Deuteronomium 6:6-7 – Hoor, Israël! JAHWEH, onze Elohim, JAHWEH is Één. [Rom. 3:30] En jij hebt JAHWEH, jouw Elohim, lief met heel jouw hart en met heel jouw ziel en met heel jouw intensiteit. [Matt. 22:37] En deze woorden, die ik jou vandaag als instructie geef, zijn op jouw hart. En jij herhaalt ze voor jouw zonen, en jij spreekt er over tijdens jouw zitten in jouw huis en tijdens jouw gaan op de weg en bij jouw neerliggen en bij jouw opstaan.

In de eeuwen na christus infiltreerden Hellenistische bekeerlingen de gemeente. Ze bachten hun eigen idee¨en mee over een godenwereld die zelfs families hadden. Helena van Troje was bijvoorbeeld een dochter van Zeus en Poseidon was een broer van Zeus.

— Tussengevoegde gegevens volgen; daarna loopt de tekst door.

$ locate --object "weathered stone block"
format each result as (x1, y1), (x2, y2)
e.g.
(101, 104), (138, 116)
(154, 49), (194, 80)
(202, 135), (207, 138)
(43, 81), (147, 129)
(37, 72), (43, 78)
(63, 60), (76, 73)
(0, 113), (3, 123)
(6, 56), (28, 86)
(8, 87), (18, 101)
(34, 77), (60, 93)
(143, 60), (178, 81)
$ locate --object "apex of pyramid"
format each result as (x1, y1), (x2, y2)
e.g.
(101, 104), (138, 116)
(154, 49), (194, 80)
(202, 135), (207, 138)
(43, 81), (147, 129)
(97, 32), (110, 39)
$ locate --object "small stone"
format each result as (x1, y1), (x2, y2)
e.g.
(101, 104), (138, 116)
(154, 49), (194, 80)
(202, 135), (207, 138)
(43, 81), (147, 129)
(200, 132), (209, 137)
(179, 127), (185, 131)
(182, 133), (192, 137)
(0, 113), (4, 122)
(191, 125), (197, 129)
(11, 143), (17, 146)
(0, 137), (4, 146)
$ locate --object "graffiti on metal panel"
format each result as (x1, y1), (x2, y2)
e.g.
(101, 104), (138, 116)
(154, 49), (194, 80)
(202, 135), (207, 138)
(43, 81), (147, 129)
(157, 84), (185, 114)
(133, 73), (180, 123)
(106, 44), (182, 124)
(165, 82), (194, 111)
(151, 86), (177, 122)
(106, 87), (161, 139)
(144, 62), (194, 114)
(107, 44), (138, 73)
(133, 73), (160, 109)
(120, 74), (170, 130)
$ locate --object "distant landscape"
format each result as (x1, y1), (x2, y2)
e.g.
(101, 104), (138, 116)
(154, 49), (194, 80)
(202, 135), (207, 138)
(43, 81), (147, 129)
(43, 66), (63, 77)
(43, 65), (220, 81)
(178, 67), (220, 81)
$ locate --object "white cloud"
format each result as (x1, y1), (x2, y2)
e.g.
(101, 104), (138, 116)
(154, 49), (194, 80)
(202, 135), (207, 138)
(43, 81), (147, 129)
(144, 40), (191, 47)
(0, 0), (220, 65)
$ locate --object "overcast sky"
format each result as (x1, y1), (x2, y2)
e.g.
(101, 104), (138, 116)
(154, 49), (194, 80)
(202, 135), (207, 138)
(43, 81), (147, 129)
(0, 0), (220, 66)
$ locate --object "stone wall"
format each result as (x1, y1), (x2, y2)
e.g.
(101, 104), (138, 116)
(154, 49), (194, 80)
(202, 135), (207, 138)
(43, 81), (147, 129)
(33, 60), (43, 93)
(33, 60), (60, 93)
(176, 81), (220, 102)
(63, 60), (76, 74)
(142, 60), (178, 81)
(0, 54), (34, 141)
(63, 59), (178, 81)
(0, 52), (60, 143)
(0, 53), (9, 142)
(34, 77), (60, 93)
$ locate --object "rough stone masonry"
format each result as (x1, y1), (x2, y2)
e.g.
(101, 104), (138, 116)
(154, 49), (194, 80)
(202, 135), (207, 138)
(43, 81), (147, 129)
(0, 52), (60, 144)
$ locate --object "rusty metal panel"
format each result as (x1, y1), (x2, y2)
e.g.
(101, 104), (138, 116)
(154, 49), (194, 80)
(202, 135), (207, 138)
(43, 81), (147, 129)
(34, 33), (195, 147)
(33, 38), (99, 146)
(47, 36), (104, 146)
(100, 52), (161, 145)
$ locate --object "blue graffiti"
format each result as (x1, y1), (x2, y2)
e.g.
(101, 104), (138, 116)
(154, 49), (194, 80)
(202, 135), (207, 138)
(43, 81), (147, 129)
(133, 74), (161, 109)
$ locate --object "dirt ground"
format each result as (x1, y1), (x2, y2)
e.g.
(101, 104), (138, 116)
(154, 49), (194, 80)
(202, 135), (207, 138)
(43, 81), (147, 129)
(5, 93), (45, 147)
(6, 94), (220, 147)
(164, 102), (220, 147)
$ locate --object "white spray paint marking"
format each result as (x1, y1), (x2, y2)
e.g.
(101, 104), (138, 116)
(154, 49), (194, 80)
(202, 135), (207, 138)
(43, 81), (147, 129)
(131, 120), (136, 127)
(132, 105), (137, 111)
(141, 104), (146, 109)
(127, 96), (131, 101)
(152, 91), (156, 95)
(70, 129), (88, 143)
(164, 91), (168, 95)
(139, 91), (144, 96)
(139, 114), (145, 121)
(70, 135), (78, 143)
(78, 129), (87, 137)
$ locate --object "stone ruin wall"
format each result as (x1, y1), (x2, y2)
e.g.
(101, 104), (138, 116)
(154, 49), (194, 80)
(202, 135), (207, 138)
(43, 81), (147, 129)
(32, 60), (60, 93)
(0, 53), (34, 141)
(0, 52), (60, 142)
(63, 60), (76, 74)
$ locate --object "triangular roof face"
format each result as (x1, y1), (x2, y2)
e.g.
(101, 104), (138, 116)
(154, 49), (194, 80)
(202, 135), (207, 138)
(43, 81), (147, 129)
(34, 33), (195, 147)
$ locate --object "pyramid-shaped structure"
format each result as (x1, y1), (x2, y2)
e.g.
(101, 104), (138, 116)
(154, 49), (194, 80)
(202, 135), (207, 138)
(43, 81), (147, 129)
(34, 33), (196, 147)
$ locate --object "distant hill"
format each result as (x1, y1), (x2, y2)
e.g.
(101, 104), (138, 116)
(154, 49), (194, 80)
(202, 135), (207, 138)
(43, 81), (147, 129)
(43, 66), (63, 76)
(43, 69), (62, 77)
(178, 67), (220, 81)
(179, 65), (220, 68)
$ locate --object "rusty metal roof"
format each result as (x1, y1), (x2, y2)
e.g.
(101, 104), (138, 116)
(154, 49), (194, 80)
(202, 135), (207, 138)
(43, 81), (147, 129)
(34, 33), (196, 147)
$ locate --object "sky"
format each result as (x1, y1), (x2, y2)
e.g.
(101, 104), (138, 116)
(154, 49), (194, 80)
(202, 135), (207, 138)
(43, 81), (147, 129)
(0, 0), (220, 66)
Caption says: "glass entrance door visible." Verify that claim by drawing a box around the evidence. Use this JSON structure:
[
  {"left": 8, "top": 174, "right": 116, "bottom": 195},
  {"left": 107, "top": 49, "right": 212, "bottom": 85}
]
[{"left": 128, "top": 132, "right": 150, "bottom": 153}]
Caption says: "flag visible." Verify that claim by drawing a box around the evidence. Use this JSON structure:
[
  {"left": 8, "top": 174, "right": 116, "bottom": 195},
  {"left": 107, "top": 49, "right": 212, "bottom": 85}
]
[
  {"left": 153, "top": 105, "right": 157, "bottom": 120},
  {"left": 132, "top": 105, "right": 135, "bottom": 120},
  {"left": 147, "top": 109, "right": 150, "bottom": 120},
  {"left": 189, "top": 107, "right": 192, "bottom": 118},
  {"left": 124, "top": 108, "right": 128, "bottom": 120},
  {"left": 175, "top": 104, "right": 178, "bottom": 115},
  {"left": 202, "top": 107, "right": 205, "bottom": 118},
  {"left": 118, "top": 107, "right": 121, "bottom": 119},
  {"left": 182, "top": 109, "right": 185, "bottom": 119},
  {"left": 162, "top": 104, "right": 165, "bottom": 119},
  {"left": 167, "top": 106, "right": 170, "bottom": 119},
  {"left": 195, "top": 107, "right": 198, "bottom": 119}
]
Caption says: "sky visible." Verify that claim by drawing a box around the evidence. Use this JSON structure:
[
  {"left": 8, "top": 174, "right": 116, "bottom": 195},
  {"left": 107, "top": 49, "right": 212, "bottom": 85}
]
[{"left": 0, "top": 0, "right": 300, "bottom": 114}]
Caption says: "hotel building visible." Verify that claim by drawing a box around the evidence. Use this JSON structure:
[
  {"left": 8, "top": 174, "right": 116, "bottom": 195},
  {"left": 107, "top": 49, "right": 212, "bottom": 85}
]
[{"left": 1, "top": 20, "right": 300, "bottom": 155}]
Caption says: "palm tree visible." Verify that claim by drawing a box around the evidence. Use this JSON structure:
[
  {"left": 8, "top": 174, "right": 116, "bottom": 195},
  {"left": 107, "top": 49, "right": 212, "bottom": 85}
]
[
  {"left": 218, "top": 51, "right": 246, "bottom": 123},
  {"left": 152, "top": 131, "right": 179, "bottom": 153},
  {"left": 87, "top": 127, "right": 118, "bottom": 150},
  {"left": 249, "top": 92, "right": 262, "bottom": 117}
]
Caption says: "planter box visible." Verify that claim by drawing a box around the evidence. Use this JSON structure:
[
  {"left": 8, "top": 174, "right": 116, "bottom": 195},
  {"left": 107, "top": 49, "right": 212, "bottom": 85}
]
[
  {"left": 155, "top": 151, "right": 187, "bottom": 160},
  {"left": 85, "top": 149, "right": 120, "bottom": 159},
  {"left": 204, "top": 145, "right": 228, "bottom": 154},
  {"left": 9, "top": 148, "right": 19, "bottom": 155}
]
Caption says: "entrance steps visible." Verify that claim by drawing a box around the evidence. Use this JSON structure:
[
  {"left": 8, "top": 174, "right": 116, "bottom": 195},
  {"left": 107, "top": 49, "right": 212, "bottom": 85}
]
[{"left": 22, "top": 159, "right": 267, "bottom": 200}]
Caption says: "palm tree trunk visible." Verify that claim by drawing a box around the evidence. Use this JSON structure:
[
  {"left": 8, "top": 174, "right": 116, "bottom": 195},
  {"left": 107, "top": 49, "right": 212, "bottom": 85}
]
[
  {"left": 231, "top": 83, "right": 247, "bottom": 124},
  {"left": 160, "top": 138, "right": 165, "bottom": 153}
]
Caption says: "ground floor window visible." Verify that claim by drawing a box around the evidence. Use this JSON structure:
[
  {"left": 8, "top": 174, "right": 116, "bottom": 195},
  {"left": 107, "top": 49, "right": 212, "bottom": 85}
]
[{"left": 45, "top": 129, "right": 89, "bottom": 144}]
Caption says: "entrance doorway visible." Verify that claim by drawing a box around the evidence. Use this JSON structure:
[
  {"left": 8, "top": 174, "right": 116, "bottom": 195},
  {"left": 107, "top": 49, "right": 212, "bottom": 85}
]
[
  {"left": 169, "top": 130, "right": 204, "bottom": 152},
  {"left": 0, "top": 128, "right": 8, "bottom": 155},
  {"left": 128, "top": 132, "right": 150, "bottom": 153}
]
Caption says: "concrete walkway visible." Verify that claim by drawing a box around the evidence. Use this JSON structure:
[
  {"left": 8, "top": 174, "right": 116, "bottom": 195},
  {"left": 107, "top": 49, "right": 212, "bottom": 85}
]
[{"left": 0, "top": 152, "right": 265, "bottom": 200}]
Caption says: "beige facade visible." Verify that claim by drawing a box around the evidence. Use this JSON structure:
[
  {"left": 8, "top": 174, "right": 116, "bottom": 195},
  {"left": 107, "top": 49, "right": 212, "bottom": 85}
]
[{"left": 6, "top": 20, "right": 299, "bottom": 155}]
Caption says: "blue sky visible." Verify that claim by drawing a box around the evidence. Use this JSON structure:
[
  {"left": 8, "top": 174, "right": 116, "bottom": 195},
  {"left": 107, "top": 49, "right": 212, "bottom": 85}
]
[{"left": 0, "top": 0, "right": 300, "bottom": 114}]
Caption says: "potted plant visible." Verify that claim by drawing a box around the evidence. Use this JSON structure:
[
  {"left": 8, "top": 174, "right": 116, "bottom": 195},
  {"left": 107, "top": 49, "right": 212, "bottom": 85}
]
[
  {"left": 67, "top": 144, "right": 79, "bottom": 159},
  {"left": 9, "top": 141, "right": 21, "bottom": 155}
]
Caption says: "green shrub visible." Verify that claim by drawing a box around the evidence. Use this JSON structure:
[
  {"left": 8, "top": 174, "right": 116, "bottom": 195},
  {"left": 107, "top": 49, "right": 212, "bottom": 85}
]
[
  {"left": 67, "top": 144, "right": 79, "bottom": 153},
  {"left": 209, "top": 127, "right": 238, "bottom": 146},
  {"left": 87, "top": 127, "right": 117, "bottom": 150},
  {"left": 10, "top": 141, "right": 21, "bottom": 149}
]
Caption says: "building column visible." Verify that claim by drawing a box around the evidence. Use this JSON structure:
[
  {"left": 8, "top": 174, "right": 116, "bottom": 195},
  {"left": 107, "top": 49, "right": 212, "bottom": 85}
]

Deze Hellenisten beweerden dat de heilige geest een persoon van God was.

Koning Salomo bevestigde dat God één is, 1 Koningen 8:60.

Volgens professor Shirley Guthrie is de drie-eenheid een erfenis van de Griekse filosofie. Jezus zei, de Vader is groter dan I, Johannes 14:28. In Markus 12:29 zei Jezus zelf dat God één is. In vers 32 werd dit bevestigd. In Johannes 17:3 zegt Jezus opnieuw dat zijn Vader de ene god is en dat Jezus zijn afgevaardigde is.

Jezus na zijn opstanding:
Jezus tegen Maria Magdalena: ga naar mijn broeders en zeg tegen hen: ik ga naar mijn Vader en naar jullie Vader. Naar mijn God en jullie God, – Johannes 20:17.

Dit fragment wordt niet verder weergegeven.